23. A cell comprising the isolated nucleic acid of claim 20.

24. An engineered microorganism, wherein the microorganism secretes at least a 2-fold greater amount of ALA than an amount of ALA found intracellularly.

25. The engineered microorganism of claim 24, wherein the microorganism secretes at least a 5-fold greater amount of ALA than an amount of ALA found intracellularly.

26. The engineered microorganism of claim 24, wherein the microorganism secretes at least a 10-fold greater amount of ALA than an amount of ALA found intracellularly.

27. The engineered microorganism of claim 24, wherein the microorganism secretes at least 8.7 μg ALA per g dry cell weight and contains less than 1.5 μg ALA per g dry cell weight intracellularly.

28. The engineered microorganism of claim 24, wherein the microorganism is a eukaryote.

29. The engineered microorganism of claim 28, wherein the eukaryote is a member of the genus Saccharomyces.

30. The engineered microorganism of claim 29, wherein the eukaryote is S. cerevisiae.

31. The engineered microorganism of claim 24, wherein the microorganism comprises an exogenous nucleic acid encoding a lipoate synthase polypeptide.

32. The engineered microorganism of claim 31, wherein the microorganism further comprises an exogenous nucleic acid encoding at least one polypeptide that assembles or regenerates an Fe—S cluster of the lipoate synthase polypeptide.

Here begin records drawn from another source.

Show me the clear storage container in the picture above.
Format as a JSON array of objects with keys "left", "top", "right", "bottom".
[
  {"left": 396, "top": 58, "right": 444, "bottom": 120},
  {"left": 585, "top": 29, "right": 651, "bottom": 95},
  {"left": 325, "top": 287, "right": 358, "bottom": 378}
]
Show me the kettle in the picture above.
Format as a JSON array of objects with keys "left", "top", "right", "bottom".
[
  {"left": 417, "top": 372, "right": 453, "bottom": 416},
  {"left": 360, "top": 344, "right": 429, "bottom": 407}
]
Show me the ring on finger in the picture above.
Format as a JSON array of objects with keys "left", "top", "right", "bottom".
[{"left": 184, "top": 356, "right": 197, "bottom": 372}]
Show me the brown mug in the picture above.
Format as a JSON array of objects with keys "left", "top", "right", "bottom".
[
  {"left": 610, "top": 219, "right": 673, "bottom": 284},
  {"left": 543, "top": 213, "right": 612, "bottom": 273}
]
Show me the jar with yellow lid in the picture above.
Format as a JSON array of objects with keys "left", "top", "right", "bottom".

33. The engineered microorganism of claim 32, wherein the at least one polypeptide that assembles or regenerates an Fe—S cluster of the lipoate synthase polypeptide is an Nfs1 polypeptide.

34. The engineered microorganism of claim 24, wherein the microorganism comprises an exogenous lipoate synthase polypeptide and an exogenous Nfs1 polypeptide.

35. A nucleic acid construct comprising a first expression control element operably linked to a nucleic acid encoding a lipoate synthase polypeptide and a second expression control element operably linked to a nucleic acid encoding an Nfs1 polypeptide.

36. A method of making ALA, comprising purifying ALA secreted by the engineered microorganism of claim 24.

37. A composition comprising ALA produced by the engineered microorganism of claim 24.

38. A nutraceutical comprising ALA produced by the engineered microorganism of claim 24.

39. A pharmaceutical comprising ALA produced by the engineered microorganism of claim 24.

40. A method of producing ALA comprising culturing an engineered microorganism expressing an exogenous nucleic acid encoding a lipoic acid synthase polypeptide under conditions which permit the microorganism to produce ALA.

41. The method of claim 40, further comprising expressing an exogenous nucleic acid encoding at least one polypeptide that assembles or regenerates an Fe—S cluster of the lipoic acid synthase polypeptide.

42. The method of claim 41, wherein the at least one polypeptide that assembles or regenerates an Fe—S cluster of the lipoic acid synthase polypeptide is an IscS polypeptide and/or an IscU polypeptide.

43. The method of claim 41, wherein the at least one polypeptide that assembles or regenerates an Fe—S cluster of the lipoic acid synthase polypeptide is an Nfs1 polypeptide.

44. The method of claim 40, wherein the microorganism produces at least 200 μg ALA per g dry cell weight.

45. The method of claim 40, wherein the microorganism secretes at least a 2-fold greater amount of ALA than an amount of ALA found intracellularly.